Giacom’s connectivity chief has urged ICT resellers not to ease up on migrating customers to All-IP following BT’s extension of the PSTN switch off deadline due to safety concerns about users with special requirements.

BT is now aiming to migrate all customers off the PSTN by the end of January 2027, unable to meet the initial 2025 deadline following an industry-wide pause to non-voluntary All-IP migrations mainly due to the risk of personal alarm failures as a result of going digital.

It is estimated that circa 1.8 million people in the UK are reliant on personal alarms and telecare devices with most using BT’s network. The concern is that network outages and power cuts could put this at-risk group in jeopardy.

“This should not be viewed as a green light to stand down, but as an opportunity to take action,” stated Dale Parkinson (pictured), MD – Connectivity, Giacom.

“This extension provides the industry with valuable breathing space to address challenges and enable a smooth migration onto replacement services for all users and use cases. As an industry we have a responsibility to ensure a safe transition.”

Howard Watson, Chief Security and Networks Officer, BT Group, added: “Managing migrations as quickly and smoothly as possible while making the necessary provisions for customers with additional needs, including telecare users, is critically important.”

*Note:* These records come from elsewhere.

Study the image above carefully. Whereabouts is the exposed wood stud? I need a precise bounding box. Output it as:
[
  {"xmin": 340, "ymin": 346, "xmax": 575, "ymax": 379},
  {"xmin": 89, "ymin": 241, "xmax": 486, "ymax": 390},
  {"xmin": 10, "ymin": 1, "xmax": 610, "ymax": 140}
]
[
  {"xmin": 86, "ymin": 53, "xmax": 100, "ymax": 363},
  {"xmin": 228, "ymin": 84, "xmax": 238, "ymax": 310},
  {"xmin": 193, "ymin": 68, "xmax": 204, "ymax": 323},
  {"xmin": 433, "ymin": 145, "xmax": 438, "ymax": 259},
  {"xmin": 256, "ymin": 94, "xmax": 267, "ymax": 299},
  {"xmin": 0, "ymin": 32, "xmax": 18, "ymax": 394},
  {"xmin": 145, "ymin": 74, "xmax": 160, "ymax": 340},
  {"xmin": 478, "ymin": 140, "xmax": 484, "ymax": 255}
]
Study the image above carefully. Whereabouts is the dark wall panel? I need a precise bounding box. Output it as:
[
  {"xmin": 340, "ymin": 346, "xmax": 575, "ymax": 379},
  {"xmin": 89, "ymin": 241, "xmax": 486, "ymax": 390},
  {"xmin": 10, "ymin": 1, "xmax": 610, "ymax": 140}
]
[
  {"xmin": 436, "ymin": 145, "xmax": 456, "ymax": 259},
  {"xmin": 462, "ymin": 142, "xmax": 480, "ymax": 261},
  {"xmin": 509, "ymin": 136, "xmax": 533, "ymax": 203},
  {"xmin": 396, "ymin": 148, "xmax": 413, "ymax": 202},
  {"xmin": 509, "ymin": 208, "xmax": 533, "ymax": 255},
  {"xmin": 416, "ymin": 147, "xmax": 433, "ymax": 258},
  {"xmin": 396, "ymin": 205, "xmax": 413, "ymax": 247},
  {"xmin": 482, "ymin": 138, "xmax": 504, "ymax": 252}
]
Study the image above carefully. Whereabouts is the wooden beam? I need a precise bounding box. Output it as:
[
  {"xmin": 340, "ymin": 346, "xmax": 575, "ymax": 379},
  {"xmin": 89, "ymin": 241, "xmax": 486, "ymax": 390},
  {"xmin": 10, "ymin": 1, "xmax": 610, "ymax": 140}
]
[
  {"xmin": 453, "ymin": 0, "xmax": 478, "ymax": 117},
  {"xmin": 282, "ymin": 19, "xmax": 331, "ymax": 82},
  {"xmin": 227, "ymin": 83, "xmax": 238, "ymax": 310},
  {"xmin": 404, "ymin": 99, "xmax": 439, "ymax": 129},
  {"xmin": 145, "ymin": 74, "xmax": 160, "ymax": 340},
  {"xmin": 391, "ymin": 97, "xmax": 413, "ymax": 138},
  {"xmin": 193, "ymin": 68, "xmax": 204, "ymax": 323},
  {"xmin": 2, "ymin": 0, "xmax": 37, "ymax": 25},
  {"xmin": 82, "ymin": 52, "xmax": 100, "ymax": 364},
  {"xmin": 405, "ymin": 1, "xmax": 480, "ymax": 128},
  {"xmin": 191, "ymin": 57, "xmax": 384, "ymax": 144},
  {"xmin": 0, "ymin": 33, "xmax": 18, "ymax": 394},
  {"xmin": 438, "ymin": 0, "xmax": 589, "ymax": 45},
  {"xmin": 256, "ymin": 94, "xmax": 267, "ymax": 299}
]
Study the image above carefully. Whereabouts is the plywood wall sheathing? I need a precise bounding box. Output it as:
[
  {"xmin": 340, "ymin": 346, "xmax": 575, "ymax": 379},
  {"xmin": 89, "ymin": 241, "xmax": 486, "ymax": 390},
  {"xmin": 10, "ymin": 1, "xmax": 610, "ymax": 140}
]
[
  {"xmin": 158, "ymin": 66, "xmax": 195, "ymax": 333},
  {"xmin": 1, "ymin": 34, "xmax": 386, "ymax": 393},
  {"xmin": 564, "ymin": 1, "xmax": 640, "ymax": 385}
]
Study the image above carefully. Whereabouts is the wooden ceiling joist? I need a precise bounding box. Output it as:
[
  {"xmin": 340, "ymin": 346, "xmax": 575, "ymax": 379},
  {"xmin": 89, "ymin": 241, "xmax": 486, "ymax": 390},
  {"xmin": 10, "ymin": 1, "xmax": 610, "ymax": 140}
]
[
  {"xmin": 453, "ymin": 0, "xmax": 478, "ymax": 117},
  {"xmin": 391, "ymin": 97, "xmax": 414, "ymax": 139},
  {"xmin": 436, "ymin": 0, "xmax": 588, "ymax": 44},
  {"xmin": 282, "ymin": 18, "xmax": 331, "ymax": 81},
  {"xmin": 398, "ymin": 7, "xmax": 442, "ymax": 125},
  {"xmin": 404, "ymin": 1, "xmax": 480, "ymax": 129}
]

BT Consumer led the formation of the Telecare Action Board in January, bringing together circa 30 organisations from Government, the telecoms and telecare sectors, industry bodies, local authorities and regulatory stakeholders to identify telecare users and those with additional needs before they go digital.

Watson said: “More needs to be done and we need all local authorities and telecare providers to share with us the phone lines where they know there’s a telecare user.”

BT says that so far only around a quarter of local authorities and telecare providers have disclosed which phone lines have telecare devices on them.

In a statement BT said, ‘It’s now imperative that every single one of these organisations do the same so that these customers receive the right support at the right time’.

For customers who don’t use broadband, including landline-only consumer customers and business users with specialist connectivity requirements (including some alarms, lift and emergency lines, ATMs and payment terminals) BT is working on an interim dedicated landline service that will keep these customers connected while moving them off the analogue PSTN.

Trials have already begun with a nationwide roll out for eligible customers expected to kick off this Autumn. BT Business is urging all of its business and public sector customers to register their interest to test this temporary pre-digital phone line product.

BT Group’s Consumer division has now restarted switching zero-use landline customers who have a broadband connection to its Digital Voice landline service, and has adopted a gradual approach to switching.

An Openreach spokesperson commented: “Openreach has taken the decision to align the withdrawal of its products that work over the PSTN, which come under the umbrella term of Wholesale Line Rental (WLR), with the new switch off date of 31st January 2027.

“We recognise there’s more work to do to reach and mobilise the minority of non-engaged CPs to migrate their customers off WLR proactively and safely.”

Parkinson added: “We will continue preparing partners for this change, leveraging the additional time to enhance education and support, ensuring they are ready well ahead of the new deadline.”